Full-stack loan application platform with defense-in-depth security — automated data classification, dual-layer encryption, NRIC OCR verification, and cryptographic non-repudiation
Financial institutions today face a dual challenge: processing loan applications efficiently while ensuring sensitive personal data is rigorously protected throughout its lifecycle. In Singapore's regulatory landscape, this means complying with the Personal Data Protection Act (PDPA) while handling highly sensitive fields — NRIC numbers, salary details, employment records, and supporting documents.
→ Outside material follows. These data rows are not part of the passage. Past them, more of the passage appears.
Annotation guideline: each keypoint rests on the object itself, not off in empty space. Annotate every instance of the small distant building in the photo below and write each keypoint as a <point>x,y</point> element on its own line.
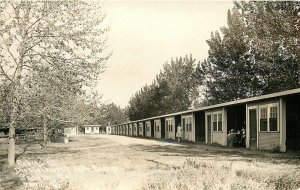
<point>108,130</point>
<point>71,131</point>
<point>91,129</point>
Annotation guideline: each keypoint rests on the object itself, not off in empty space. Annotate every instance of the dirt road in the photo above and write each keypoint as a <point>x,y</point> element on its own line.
<point>117,162</point>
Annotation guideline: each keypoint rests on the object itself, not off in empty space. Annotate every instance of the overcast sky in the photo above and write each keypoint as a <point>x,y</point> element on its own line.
<point>146,34</point>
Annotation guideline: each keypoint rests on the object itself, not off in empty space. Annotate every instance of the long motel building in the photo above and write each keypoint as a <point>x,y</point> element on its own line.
<point>271,121</point>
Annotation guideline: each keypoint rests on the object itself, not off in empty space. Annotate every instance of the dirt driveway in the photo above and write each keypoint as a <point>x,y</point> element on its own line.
<point>119,162</point>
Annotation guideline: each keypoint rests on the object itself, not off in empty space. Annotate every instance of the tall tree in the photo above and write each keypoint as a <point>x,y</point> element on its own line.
<point>257,52</point>
<point>64,35</point>
<point>173,90</point>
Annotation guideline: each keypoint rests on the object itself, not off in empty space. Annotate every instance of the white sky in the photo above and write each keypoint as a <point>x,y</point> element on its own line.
<point>146,34</point>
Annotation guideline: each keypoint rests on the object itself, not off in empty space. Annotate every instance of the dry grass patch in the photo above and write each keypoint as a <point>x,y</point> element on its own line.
<point>195,175</point>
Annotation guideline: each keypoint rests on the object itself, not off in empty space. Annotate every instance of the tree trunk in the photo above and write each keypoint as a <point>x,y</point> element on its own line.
<point>45,129</point>
<point>14,116</point>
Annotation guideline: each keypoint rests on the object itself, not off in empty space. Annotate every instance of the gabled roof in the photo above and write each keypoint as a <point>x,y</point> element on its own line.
<point>235,102</point>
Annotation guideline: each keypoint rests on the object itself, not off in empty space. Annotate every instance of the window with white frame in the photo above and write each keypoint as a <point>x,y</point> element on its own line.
<point>156,126</point>
<point>268,120</point>
<point>187,123</point>
<point>217,122</point>
<point>169,125</point>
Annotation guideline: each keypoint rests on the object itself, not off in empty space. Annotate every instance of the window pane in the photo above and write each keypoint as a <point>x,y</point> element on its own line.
<point>273,124</point>
<point>263,113</point>
<point>273,112</point>
<point>215,126</point>
<point>263,125</point>
<point>220,126</point>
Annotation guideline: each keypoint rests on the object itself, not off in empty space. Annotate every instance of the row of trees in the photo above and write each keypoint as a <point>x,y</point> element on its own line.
<point>51,53</point>
<point>174,89</point>
<point>256,53</point>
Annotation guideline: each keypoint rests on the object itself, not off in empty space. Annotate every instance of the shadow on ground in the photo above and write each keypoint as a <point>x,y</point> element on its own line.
<point>212,152</point>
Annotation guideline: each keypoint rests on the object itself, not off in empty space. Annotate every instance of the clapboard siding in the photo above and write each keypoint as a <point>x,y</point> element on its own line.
<point>217,137</point>
<point>148,126</point>
<point>268,140</point>
<point>135,129</point>
<point>157,134</point>
<point>141,129</point>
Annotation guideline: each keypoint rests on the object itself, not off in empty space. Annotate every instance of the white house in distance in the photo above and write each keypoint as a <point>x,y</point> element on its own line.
<point>71,131</point>
<point>91,129</point>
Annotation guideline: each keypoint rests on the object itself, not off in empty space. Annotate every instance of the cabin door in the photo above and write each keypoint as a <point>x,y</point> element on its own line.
<point>253,128</point>
<point>183,129</point>
<point>209,129</point>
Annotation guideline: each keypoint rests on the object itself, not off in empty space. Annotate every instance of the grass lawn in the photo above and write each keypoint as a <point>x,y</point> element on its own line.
<point>118,162</point>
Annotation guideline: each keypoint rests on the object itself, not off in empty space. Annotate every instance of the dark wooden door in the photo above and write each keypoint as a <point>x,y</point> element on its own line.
<point>209,129</point>
<point>253,128</point>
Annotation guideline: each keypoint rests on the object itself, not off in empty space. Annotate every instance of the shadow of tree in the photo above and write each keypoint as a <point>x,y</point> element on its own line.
<point>212,152</point>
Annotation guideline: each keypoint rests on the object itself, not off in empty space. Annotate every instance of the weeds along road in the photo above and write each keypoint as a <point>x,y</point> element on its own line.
<point>119,162</point>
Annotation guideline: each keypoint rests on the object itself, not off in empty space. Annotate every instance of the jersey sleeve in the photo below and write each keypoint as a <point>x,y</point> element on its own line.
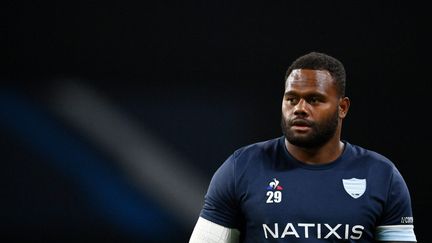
<point>397,222</point>
<point>220,204</point>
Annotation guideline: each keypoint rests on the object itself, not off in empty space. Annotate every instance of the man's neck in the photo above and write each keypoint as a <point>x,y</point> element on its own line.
<point>325,154</point>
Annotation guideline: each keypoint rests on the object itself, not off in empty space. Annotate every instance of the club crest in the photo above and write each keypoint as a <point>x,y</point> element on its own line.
<point>354,187</point>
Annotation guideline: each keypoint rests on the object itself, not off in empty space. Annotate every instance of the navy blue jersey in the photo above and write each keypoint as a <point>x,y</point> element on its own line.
<point>271,197</point>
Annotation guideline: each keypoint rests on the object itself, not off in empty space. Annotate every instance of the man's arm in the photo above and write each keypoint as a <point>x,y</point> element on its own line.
<point>206,231</point>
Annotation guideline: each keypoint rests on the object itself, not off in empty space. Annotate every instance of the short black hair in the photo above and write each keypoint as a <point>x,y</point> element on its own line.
<point>320,61</point>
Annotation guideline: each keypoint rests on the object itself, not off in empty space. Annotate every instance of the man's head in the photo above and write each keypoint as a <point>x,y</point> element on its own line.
<point>321,61</point>
<point>314,102</point>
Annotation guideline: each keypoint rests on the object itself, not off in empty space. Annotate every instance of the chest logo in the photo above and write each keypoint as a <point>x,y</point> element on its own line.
<point>274,192</point>
<point>354,187</point>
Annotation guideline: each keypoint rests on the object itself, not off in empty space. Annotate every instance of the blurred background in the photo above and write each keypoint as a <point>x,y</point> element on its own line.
<point>114,114</point>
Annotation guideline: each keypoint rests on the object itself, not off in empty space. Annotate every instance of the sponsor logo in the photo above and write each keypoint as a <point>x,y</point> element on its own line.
<point>354,187</point>
<point>407,220</point>
<point>312,230</point>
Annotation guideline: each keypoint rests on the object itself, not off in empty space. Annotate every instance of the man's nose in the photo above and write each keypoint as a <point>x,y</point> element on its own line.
<point>301,107</point>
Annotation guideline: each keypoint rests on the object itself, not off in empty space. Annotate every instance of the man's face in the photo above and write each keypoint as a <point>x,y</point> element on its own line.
<point>310,108</point>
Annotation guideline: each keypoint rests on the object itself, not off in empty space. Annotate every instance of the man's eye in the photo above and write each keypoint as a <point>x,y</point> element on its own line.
<point>313,100</point>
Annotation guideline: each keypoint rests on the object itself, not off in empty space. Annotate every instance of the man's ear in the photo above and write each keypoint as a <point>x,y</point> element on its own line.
<point>344,104</point>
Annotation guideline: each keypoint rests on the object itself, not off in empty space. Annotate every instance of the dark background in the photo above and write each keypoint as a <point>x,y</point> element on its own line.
<point>204,77</point>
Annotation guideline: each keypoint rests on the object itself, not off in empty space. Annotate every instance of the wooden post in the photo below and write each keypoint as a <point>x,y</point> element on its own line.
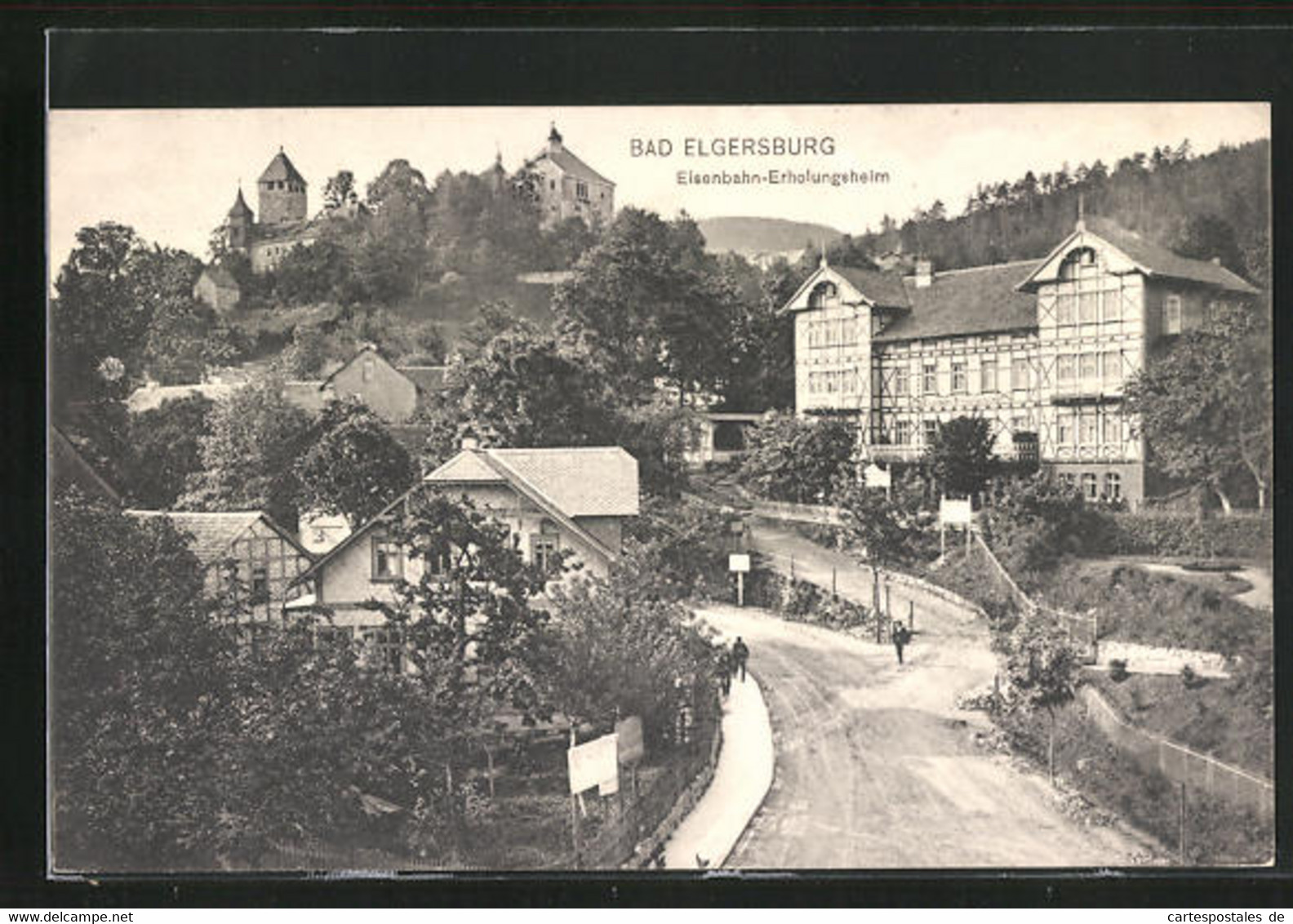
<point>575,815</point>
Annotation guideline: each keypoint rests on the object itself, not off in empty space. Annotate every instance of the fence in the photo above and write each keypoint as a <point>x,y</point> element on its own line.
<point>1082,629</point>
<point>1178,762</point>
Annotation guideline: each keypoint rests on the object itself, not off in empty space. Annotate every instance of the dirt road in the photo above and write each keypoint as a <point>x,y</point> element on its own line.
<point>874,766</point>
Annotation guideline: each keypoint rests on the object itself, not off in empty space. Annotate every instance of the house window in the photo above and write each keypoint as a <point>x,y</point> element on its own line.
<point>1089,432</point>
<point>930,379</point>
<point>988,375</point>
<point>544,545</point>
<point>384,649</point>
<point>1171,314</point>
<point>1113,429</point>
<point>1064,428</point>
<point>1066,366</point>
<point>1019,374</point>
<point>387,560</point>
<point>1089,366</point>
<point>259,584</point>
<point>1113,369</point>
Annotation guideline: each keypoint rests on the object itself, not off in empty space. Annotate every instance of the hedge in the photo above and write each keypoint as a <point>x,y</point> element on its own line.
<point>1242,536</point>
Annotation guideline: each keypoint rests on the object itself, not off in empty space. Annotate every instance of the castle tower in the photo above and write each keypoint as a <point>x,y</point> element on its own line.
<point>282,193</point>
<point>238,225</point>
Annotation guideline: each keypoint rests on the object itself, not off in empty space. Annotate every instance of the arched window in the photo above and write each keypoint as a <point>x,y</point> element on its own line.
<point>824,295</point>
<point>1080,261</point>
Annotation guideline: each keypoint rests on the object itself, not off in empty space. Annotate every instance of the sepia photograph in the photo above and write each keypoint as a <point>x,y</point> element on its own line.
<point>646,489</point>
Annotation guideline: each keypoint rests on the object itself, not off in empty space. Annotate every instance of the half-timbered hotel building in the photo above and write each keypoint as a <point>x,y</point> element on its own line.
<point>1041,348</point>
Every loan application contains a mix of data sensitivity levels. Without automated classification, officers would need to manually tag each application — which is error-prone, inconsistent, and unscalable.
Personal data must be encrypted both at rest and in transit. Different data types require different encryption strategies — draft data, permanent records, and uploaded documents each have distinct lifecycle needs.
Applicants upload NRIC images, but verifying that the uploaded document matches the declared identity requires high-accuracy optical character recognition (OCR) with cryptographic validation.
Loan decisions (approve/reject/escalate) must be cryptographically signed so no officer can deny their actions, and no decision can be tampered with after the fact.
A single security layer is never sufficient. The system needed multiple overlapping security controls: input sanitization, CSRF protection, secure headers, step-up authentication, audit logging, and more — each independently effective, all working in concert.
DigiLoan is a full-stack loan application platform built with Flask (Python) that implements a defense-in-depth security architecture across every layer of the application.
Three-phase ADC Engine (Rule Engine → Heuristic Scanner → Vertex AI) assigns security tags C0–C6 to every loan application automatically
Fernet (AES-128-CBC) for draft data; AES-256-GCM with AWS KMS envelope encryption for permanent loan records
EasyOCR + OpenCV pipeline extracts NRIC from card images using three extraction strategies, verified via MOD-11 checksum, stored as SHA-256 hash
Three-stage HMAC-SHA256 signatures at submission, RO escalation, and AO approval — with constant-time verification preventing timing attacks
Gemini 2.5 Flash Lite for semantic loan analysis with data minimization — NRIC and personal identifiers never leave the server
CSRF, CSP, HSTS, input sanitization, file upload restrictions, rate limiting, directory traversal prevention, open redirect protection, step-up re-authentication, and encrypted audit trails
As the Subsystem 1 (Automated Data Classification) Lead, I was responsible for architecting the foundational codebase, designing the security classification scheme, and building every component of the ADC engine, NRIC OCR pipeline, and application security layer.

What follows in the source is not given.